Accordingly, because § 8.2-715(2)(a) requires a contract between the parties for recovery of consequential economic loss damages in a claim for breach of the implied warranty of merchantability, we answer the certified question in the affirmative.
Based upon the reasoning of the Virginia Supreme Court, we affirm the grant of summary judgment in favor of Thompson and NIBCO on Beard's claim for breach of implied warranty of merchantability.
IV.
The judgment of the district court is in all respects affirmed.
AFFIRMED.
Notes
Judge Russell heard oral argument in this case but died prior to the time the decision was filed. The decision is filed by a quorum of the panel pursuant to 28 U.S.C. § 46(d)
Va.Code § 8.2-318 states in pertinent part:
Lack of privity between plaintiff and defendant shall be no defense in any action brought against the manufacturer or seller of goods to recover damages for breach of warranty, express or implied, or for negligence, although the plaintiff did not purchase the goods from the defendant, if the plaintiff was a person whom the manufacturer or seller might reasonably have expected to use, consume, or be affected by the goods....
Va.Code § 8.01-223 provides:
In cases not provided for in § 8.2-318 where recovery of damages for injury to person, including death, or to property resulting from negligence is sought, lack of privity between the parties shall be no defense.
Va.Code § 8.2-714 provides in pertinent part:
(2) The measure of damages for breach of warranty is the difference at the time and place of acceptance between the value of the goods accepted and the value they would have had if they had been as warranted, unless special circumstances show proximate damages of a different amount.
(3) In a proper case any incidental and consequential damages under the next section [§ 8.2-715] may also be recovered.

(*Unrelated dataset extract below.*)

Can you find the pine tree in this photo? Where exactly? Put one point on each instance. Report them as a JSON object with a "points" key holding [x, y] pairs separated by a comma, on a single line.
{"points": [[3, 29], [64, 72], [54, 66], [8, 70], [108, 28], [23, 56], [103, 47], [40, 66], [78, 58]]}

Va.Code § 8.2-715 provides in pertinent part:
(2) Consequential damages resulting from the seller's breach include
(a) any loss resulting from general or particular requirements and needs of which the seller at the time of contracting had reason to know and which could not reasonably be prevented by cover or otherwise; and
(b) injury to person or property proximately resulting from any breach of warranty.